Sports are full of clichés. Some are outdated. Some have been proven wrong over time. And some are proven right as often as they’re proven wrong. But the one undisputable king of the hill, the one cliché that still holds true today is this one – good pitching always beats good hitting. Show me an example where that hasn’t held true and you’ll be the first. But here’s the thing with the Yankees, they don’t even have good hitting. Their offense is nearly unwatchable. So if you believe that good pitching always beats good hitting (which it does), then doesn’t it lead you to believe that good pitching will always beat BAD hitting?

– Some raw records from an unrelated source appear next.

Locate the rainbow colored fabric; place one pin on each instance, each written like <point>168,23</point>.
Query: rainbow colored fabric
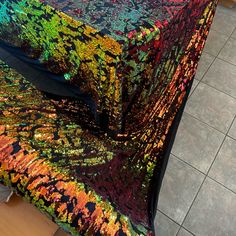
<point>136,60</point>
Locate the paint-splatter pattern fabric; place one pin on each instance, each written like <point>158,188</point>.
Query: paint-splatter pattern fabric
<point>136,60</point>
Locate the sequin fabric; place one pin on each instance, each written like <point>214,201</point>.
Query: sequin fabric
<point>52,151</point>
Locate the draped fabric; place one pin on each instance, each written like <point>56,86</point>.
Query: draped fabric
<point>92,163</point>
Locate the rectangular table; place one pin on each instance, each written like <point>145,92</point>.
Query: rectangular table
<point>102,157</point>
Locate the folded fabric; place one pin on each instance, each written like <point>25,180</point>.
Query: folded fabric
<point>53,152</point>
<point>119,55</point>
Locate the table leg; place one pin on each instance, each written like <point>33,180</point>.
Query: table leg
<point>5,193</point>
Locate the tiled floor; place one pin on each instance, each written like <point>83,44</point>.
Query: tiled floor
<point>198,196</point>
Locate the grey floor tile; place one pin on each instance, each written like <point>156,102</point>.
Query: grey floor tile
<point>228,53</point>
<point>184,232</point>
<point>215,42</point>
<point>232,131</point>
<point>222,75</point>
<point>212,106</point>
<point>196,143</point>
<point>203,65</point>
<point>195,83</point>
<point>164,226</point>
<point>226,10</point>
<point>213,212</point>
<point>180,185</point>
<point>224,23</point>
<point>224,167</point>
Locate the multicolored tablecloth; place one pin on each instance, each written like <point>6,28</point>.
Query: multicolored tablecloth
<point>92,163</point>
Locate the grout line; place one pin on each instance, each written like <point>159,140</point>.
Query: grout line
<point>218,89</point>
<point>168,217</point>
<point>179,158</point>
<point>222,185</point>
<point>205,123</point>
<point>207,175</point>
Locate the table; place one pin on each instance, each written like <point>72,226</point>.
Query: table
<point>95,164</point>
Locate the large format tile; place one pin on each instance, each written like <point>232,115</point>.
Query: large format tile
<point>184,232</point>
<point>203,65</point>
<point>226,10</point>
<point>215,42</point>
<point>195,83</point>
<point>196,143</point>
<point>224,167</point>
<point>164,226</point>
<point>212,106</point>
<point>224,23</point>
<point>232,131</point>
<point>180,185</point>
<point>213,212</point>
<point>222,76</point>
<point>228,53</point>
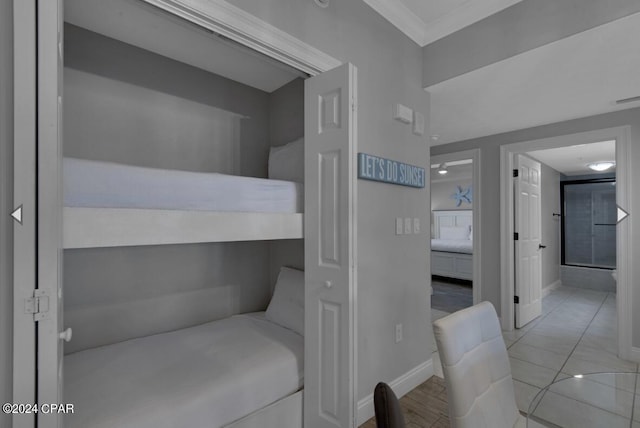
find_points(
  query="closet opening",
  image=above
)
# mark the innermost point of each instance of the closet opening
(190, 149)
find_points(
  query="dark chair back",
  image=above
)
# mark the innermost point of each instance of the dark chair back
(387, 407)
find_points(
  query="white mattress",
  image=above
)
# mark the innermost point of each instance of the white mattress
(110, 185)
(463, 246)
(204, 376)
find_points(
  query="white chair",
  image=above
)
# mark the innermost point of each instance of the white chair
(476, 369)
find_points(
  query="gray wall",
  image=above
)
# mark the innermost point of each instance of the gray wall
(125, 104)
(393, 271)
(6, 205)
(490, 178)
(519, 28)
(286, 124)
(128, 105)
(443, 187)
(286, 113)
(550, 203)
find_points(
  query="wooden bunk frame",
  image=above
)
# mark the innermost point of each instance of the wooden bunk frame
(118, 227)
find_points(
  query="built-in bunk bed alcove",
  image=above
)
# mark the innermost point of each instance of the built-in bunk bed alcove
(143, 276)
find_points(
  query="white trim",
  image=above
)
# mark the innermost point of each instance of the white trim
(549, 288)
(230, 21)
(400, 386)
(622, 135)
(402, 18)
(473, 154)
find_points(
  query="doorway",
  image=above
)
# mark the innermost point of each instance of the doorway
(620, 137)
(455, 231)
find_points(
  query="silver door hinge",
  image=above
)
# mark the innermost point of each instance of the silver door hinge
(38, 305)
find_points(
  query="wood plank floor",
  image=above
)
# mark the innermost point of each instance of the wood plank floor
(424, 407)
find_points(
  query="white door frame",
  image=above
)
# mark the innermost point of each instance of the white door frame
(622, 135)
(474, 155)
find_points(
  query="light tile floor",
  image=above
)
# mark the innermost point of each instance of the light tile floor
(576, 334)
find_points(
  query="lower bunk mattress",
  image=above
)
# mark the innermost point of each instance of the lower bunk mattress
(208, 375)
(96, 184)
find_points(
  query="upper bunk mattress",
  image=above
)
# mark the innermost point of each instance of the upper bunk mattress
(97, 184)
(203, 376)
(463, 246)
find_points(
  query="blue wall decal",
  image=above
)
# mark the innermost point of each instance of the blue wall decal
(375, 168)
(463, 195)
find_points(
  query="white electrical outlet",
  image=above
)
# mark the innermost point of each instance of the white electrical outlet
(399, 226)
(407, 226)
(398, 333)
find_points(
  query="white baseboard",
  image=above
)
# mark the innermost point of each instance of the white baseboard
(549, 288)
(400, 386)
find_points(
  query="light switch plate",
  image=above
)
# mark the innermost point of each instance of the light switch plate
(407, 226)
(418, 123)
(399, 227)
(403, 113)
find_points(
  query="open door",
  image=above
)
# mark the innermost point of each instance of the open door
(49, 236)
(330, 195)
(24, 202)
(528, 260)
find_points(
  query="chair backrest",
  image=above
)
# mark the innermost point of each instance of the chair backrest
(387, 407)
(476, 369)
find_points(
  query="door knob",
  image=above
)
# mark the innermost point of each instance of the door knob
(66, 335)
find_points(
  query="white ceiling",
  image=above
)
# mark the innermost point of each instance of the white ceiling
(144, 26)
(573, 160)
(427, 21)
(575, 77)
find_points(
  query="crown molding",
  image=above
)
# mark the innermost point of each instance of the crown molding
(240, 26)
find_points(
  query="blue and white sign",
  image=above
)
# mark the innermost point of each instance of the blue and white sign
(389, 171)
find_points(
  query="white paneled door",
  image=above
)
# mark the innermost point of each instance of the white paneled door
(528, 257)
(50, 335)
(330, 190)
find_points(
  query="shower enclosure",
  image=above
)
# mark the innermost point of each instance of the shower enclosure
(589, 223)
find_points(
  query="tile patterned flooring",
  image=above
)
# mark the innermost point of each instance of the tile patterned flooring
(576, 334)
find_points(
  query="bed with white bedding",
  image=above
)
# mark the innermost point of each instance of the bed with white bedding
(111, 185)
(109, 204)
(208, 375)
(452, 244)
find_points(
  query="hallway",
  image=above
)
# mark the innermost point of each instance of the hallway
(576, 334)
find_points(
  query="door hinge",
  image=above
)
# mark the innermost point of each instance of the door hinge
(38, 305)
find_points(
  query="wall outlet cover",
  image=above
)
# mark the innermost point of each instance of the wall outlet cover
(403, 113)
(418, 123)
(399, 226)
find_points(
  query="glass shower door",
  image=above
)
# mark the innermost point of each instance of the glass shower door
(589, 223)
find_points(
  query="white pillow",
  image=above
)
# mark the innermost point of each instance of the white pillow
(287, 304)
(454, 232)
(287, 162)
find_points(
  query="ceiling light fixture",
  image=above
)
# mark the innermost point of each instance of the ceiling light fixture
(601, 166)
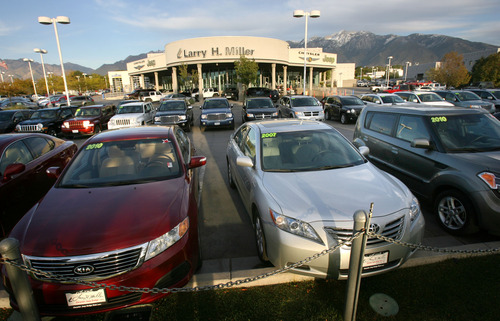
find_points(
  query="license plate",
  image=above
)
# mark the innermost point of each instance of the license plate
(375, 259)
(86, 298)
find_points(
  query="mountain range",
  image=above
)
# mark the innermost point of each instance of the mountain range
(362, 48)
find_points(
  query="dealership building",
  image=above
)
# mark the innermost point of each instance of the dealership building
(212, 61)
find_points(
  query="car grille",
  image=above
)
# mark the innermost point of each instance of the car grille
(123, 122)
(29, 128)
(216, 116)
(393, 230)
(89, 267)
(169, 119)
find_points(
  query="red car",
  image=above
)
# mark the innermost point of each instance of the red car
(24, 158)
(124, 212)
(88, 120)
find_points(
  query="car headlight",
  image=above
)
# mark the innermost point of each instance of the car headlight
(295, 226)
(166, 240)
(414, 209)
(490, 179)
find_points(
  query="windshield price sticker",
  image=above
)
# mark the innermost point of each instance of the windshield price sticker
(267, 135)
(441, 119)
(94, 146)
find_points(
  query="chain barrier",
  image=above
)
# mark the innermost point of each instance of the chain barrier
(230, 284)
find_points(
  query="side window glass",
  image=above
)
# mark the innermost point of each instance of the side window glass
(250, 143)
(16, 153)
(39, 146)
(411, 127)
(382, 123)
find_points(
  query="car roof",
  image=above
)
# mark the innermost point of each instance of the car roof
(422, 109)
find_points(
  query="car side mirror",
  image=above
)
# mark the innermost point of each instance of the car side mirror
(11, 170)
(53, 172)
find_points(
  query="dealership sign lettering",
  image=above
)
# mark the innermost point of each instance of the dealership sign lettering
(215, 52)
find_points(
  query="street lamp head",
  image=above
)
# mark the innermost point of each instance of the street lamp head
(63, 20)
(45, 20)
(315, 14)
(298, 13)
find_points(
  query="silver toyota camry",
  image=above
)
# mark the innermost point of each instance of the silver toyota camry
(301, 183)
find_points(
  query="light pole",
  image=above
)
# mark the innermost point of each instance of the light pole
(42, 52)
(389, 70)
(300, 14)
(54, 21)
(29, 61)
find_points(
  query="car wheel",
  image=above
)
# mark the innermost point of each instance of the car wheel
(230, 176)
(455, 212)
(260, 238)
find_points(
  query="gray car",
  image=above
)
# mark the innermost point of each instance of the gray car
(301, 183)
(448, 156)
(301, 107)
(467, 99)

In the next two games the Tigers will send out Justin Verlander (he of the 0.56 ERA this postseason) and Max Scherzer (he of the 0.00 ERA this postseason). Those two will do battle against a Yankee offense that is hitting a combined .205 through seven games of the postseason. During that span, the Yanks have scored a total of 20 runs (that’s fewer than three a game). Take away the seven runs that they scored in the ALDS opener against Baltimore, and the Yankees have just 13 runs in six games (that’s just over two a game).
But wait – it gets worse. The Yankees have played three extra-inning games in the postseason. They played a 12-inning and a 13-inning game against the Orioles. And then they played the epic 12-inning Game 1 against the Tigers on Saturday night. So really, the Yankees have played the equivalent of eight games so far in this postseason, and scored 20 runs total. And again, subtract that seven run outburst against the Orioles and the Yankees have scored 13 runs in 63 postseason innings since Game 1 against Baltimore. Pathetic.

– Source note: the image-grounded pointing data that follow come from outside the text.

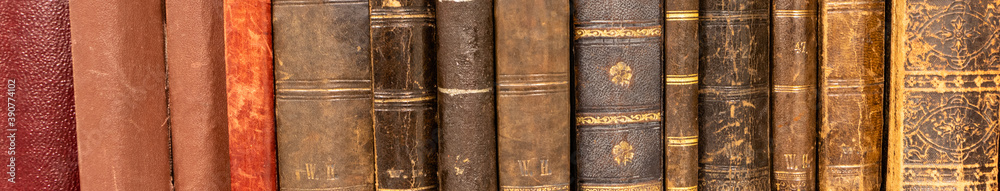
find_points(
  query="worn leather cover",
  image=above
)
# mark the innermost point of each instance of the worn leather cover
(39, 150)
(618, 97)
(197, 94)
(793, 100)
(851, 82)
(466, 96)
(680, 91)
(250, 94)
(402, 44)
(323, 79)
(944, 102)
(533, 99)
(735, 89)
(119, 77)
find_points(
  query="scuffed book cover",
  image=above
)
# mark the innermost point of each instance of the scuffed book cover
(945, 100)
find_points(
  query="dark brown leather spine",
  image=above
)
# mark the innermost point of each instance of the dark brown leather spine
(851, 82)
(793, 100)
(197, 89)
(323, 78)
(119, 76)
(680, 90)
(465, 95)
(735, 90)
(944, 96)
(618, 100)
(402, 46)
(533, 111)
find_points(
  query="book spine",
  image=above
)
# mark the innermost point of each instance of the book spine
(618, 98)
(120, 87)
(734, 93)
(324, 95)
(39, 150)
(533, 98)
(793, 100)
(851, 82)
(943, 114)
(250, 94)
(402, 54)
(680, 90)
(466, 95)
(197, 94)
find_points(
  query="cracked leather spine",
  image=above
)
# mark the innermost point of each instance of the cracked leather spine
(533, 98)
(618, 99)
(851, 90)
(944, 95)
(735, 95)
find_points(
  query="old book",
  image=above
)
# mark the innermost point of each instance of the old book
(533, 99)
(196, 81)
(119, 79)
(323, 81)
(793, 99)
(735, 95)
(402, 55)
(39, 150)
(250, 94)
(466, 97)
(851, 81)
(618, 94)
(680, 45)
(944, 95)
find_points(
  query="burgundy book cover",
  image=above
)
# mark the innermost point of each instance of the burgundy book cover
(250, 93)
(38, 143)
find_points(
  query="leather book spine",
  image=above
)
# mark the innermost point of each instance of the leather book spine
(533, 98)
(466, 99)
(38, 131)
(119, 76)
(734, 93)
(618, 99)
(324, 95)
(402, 55)
(945, 99)
(680, 90)
(196, 83)
(793, 100)
(851, 80)
(250, 94)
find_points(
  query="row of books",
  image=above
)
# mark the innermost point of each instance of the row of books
(513, 95)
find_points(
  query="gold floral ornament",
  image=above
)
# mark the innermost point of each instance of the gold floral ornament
(623, 153)
(621, 74)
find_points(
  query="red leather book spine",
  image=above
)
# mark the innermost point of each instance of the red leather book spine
(250, 93)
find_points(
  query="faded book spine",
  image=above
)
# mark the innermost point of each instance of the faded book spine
(851, 82)
(402, 54)
(735, 95)
(533, 98)
(618, 99)
(793, 100)
(945, 98)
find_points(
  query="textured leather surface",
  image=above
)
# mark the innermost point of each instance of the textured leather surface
(323, 76)
(36, 73)
(250, 95)
(533, 99)
(618, 98)
(466, 96)
(734, 90)
(197, 94)
(402, 33)
(120, 80)
(851, 77)
(943, 121)
(793, 100)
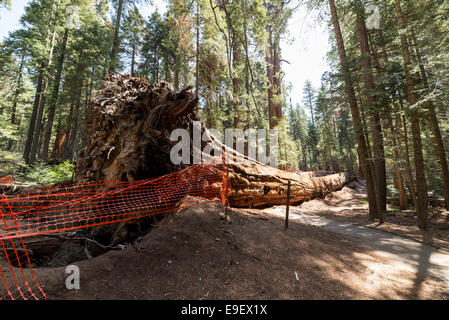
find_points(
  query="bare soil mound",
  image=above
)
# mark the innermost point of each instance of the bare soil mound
(197, 254)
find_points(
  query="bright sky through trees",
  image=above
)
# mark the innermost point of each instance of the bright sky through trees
(306, 53)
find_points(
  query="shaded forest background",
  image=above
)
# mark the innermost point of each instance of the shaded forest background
(381, 110)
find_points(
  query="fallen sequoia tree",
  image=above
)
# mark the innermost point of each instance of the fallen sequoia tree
(128, 126)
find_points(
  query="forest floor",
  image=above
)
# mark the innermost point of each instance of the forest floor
(197, 254)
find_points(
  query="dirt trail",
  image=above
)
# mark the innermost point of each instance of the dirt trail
(197, 254)
(413, 256)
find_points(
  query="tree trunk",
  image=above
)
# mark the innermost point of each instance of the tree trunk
(16, 97)
(54, 97)
(358, 129)
(435, 128)
(32, 125)
(421, 185)
(116, 40)
(137, 145)
(269, 61)
(236, 81)
(277, 77)
(375, 124)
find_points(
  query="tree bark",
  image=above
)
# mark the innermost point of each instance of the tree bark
(421, 185)
(16, 96)
(137, 145)
(116, 40)
(375, 124)
(435, 128)
(54, 97)
(358, 129)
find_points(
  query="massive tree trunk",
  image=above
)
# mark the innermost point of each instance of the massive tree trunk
(364, 161)
(375, 124)
(136, 120)
(54, 97)
(116, 39)
(269, 61)
(16, 97)
(435, 127)
(421, 185)
(32, 126)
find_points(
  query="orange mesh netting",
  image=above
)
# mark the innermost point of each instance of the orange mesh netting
(58, 209)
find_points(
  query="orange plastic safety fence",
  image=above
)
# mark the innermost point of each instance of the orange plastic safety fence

So why would that change starting with Game 3? The answer is simple. It won’t. The Tigers are not a perfect team. And the staggering thing about these playoffs is that there’s not a great team among the bunch. The good news is that there isn’t an asterisk put next to the name of the World Champion simply because the competition was lackluster. The better news is that the Tigers might be the best of a rather unimposing foursome. The Yankees are dead. The Giants starting rotation is in shambles after lefty Madison Bumgarner was lit up again at home in a pressurized playoff situation. Honestly, the team to fear is the Cardinals. And it’s not because they feature some super human lineup or menacing rotation – it’s because they’re the Cardinals and they’ve proven over the last twelve months to be as indestructible as a cockroach.
But the Tigers have Verlander and the amazing starting rotation. And they’re now getting key performances from guys like Delmon Young, Phil Coke, Drew Smyly and Quintin Berry. Someday in the not too distant future, thy might even get a home run or two from Miguel Cabrera. It would sure be nice if that happened this week in the Yankees series. But if it doesn’t? No worries. There still is at least another week of baseball to come.